Architecture
How the scan pipeline is structured: targets, detectors, matchers, auditors.
This document explains how Bomly is structured today and how the main command flows work.
Product Shape
Bomly is a CLI-first dependency intelligence tool. The command-line interface is the public surface, while the analysis engine underneath is organized so the same runtime can support scanning, explanation, diffing, SBOM generation, and auditing without duplicating logic.
Current public commands:
| Command | Purpose |
|---|---|
bomly scan | Resolve dependencies, render reports, and write SBOMs |
bomly explain | Show why a dependency exists in a graph |
bomly diff | Compare dependency state across Git refs or SBOM files |
bomly version | Print version information |
Runtime Overview
Bomly prepares one runtime per command execution. That runtime holds the filtered registry, execution target metadata, planned subprojects, and detector, matcher, and auditor selections so discovery and execution stay aligned.
Execution Targets
Each invocation operates on exactly one execution target:
- Filesystem path
- Container image
- Remote Git repository
- SBOM file
The CLI resolves the raw user input, but runtime preparation owns discovery and planning. That keeps scan, explain, and diff consistent with one another.
Scan Pipeline
The scan engine is responsible for orchestration, not the CLI command handlers. The command layer gathers inputs, while the runtime handles ordering, selection, and reuse.
Stage summary:
- Runtime preparation builds the filtered registry and execution plan.
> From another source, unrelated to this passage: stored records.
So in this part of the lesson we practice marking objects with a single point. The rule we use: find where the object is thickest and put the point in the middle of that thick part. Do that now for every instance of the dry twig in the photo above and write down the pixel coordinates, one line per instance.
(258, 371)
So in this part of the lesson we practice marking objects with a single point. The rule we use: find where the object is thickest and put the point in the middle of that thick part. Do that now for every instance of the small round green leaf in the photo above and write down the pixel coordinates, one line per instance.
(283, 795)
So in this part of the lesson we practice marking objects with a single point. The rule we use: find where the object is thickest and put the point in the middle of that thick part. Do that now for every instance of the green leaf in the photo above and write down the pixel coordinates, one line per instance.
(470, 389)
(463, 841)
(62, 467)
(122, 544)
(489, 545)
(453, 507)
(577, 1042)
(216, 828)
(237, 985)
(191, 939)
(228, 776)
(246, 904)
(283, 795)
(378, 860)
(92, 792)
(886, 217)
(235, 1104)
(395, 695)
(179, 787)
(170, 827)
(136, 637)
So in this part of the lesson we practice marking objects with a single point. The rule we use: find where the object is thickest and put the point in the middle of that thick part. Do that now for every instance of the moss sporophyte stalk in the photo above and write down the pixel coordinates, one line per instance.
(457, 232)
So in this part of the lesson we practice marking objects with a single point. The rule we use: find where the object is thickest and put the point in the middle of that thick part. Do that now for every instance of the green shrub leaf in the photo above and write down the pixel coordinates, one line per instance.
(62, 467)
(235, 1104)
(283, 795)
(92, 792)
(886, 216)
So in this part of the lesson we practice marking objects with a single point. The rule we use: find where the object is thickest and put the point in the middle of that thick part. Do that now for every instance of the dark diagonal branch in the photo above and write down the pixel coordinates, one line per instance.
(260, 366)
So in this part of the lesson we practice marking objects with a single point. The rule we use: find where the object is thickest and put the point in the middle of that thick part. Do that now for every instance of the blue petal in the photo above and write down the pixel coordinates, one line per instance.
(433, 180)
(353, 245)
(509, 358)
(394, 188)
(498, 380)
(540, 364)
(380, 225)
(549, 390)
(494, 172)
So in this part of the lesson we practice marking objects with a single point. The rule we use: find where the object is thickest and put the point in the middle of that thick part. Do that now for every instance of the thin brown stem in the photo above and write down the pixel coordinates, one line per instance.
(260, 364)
- Subproject discovery finds supported package-manager roots for the target.
- Detection resolves a dependency graph per package manager and then consolidates the per-subproject graphs into the single graph and package registry the rest of the pipeline uses. When
--scopeis set, the requested scope is part of the detector request so build-tool detectors can narrow command execution where the package manager supports it; all detector results pass through the shared SDK scope filter, and consolidation is the tail of this stage rather than a separate step. - Matchers enrich packages with additional metadata such as licenses, EOL status, and vulnerability records.
- Analyzers run when
--analyzeis set. They consume the matched graph and annotatesdk.Vulnerability.Reachability(on the PURL-keyed registry package) with status (reachable/unreachable/unknown), tier (symbol/module/package/none), and call paths. Failures degrade toStatus=unknownrather than aborting the pipeline. Seedocs/REACHABILITY.mdfor ecosystem coverage and tier semantics. - Auditors evaluate policy against the enriched graph + registry pair and create reference-style findings (
PackageRef+VulnerabilityID) when--auditis enabled. The built-invulnerability,license, andpackageauditors cover advisory thresholds, SPDX policy, and denied or suspicious packages respectively. - Users combine
--enrich --auditwhen they want external matcher data to feed policy evaluation in the same run. - Output rendering emits text, JSON, SARIF, or SBOM documents.
bomly explain reuses the same detection (resolution + consolidation) and matching stages, then performs dependency path selection in its explain orchestration before optional component audit.
Extensibility
Extensibility is the core of Bomly's design. Every built-in is an implementation of the same contract an external plugin implements — there is no privileged internal path. Adding an ecosystem, an enrichment source, or a policy gate does not require forking the engine. Three extension points are pluggable today (detector, matcher, auditor); external analyzer plugins are planned — the built-in reachability analyzers are not yet loadable as plugins.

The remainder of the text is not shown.